I will be writing a series of articles on how to train your dog to defer to you (meaning check in with you if they are scared). The first is very basic-having your dog look up at you (not your treats) when you say their name.

First things first. When you call your dog’s name-they should look at you. If they don’t you need some name training. Have some yummy treats ready and a clicker. Have your dog stand or sit in front of you. Call your dog’s name and when they look up at your eyes (not your treats), click then treat. *Now when I say look at your eyes I don’t mean you are staring at them, I just mean they look up at your face area.
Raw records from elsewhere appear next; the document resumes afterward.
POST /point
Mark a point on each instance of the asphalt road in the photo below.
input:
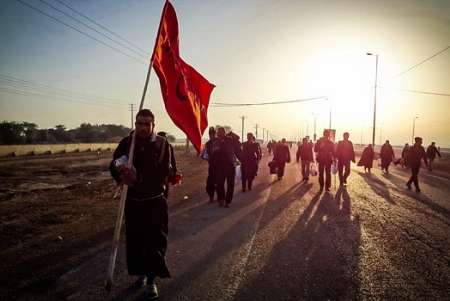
(287, 241)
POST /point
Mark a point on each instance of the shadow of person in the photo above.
(378, 186)
(318, 259)
(432, 204)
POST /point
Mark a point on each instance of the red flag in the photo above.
(185, 91)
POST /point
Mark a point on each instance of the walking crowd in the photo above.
(154, 168)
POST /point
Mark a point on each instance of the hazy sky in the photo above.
(253, 50)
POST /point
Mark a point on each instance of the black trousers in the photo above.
(225, 174)
(414, 176)
(305, 169)
(343, 175)
(146, 229)
(325, 168)
(210, 183)
(281, 166)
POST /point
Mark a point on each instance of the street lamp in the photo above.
(375, 97)
(314, 137)
(414, 127)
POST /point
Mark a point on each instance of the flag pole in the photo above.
(123, 196)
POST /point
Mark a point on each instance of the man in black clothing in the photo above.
(224, 151)
(146, 216)
(416, 154)
(305, 154)
(325, 155)
(403, 161)
(387, 155)
(250, 156)
(206, 155)
(344, 154)
(432, 151)
(281, 155)
(173, 165)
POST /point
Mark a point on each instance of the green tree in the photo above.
(30, 131)
(11, 133)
If your dog is having problems making eye contact, wait a few seconds and see if the dog finds your eyes. If they do, click and treat. If your dog is REALLY having trouble you can try holding the treat near your face to start, but fade it out-you don’t want your dog to focus on the treat-you want them to focus on you. After 80% accuracy with this (8 out of 10 times the dog looks at your eyes), move on to extending your arm straight out to the side with a treat in hand. Your dog will most likely look at the treat, call their name and when they look at you (your face) click and treat. It may be slower in the beginning, but eventually your dog will know once your arm goes out they need to look at your face before you even say anything! When you get to 80% try with the opposite arm, then treats in both hands. There are many possibilities-but this activity allows you and your dog to bong-and teaches them to look and focus on you, which will come in handy in frightful situations.

**News update: A neighbor’s dog was 2 doors down (condos) and I was giving Oreo a haircut. The other dog was small but was putting on a show growling and kicking up dirt behind it. Oreo looked, licked her lips, then focused on me and was fine-yay! Also-WE SOLD OUR CONDO!! Yay! We are out on the road today looking for homes, can’t wait for a yard for Oreo (and for growing vegetables!).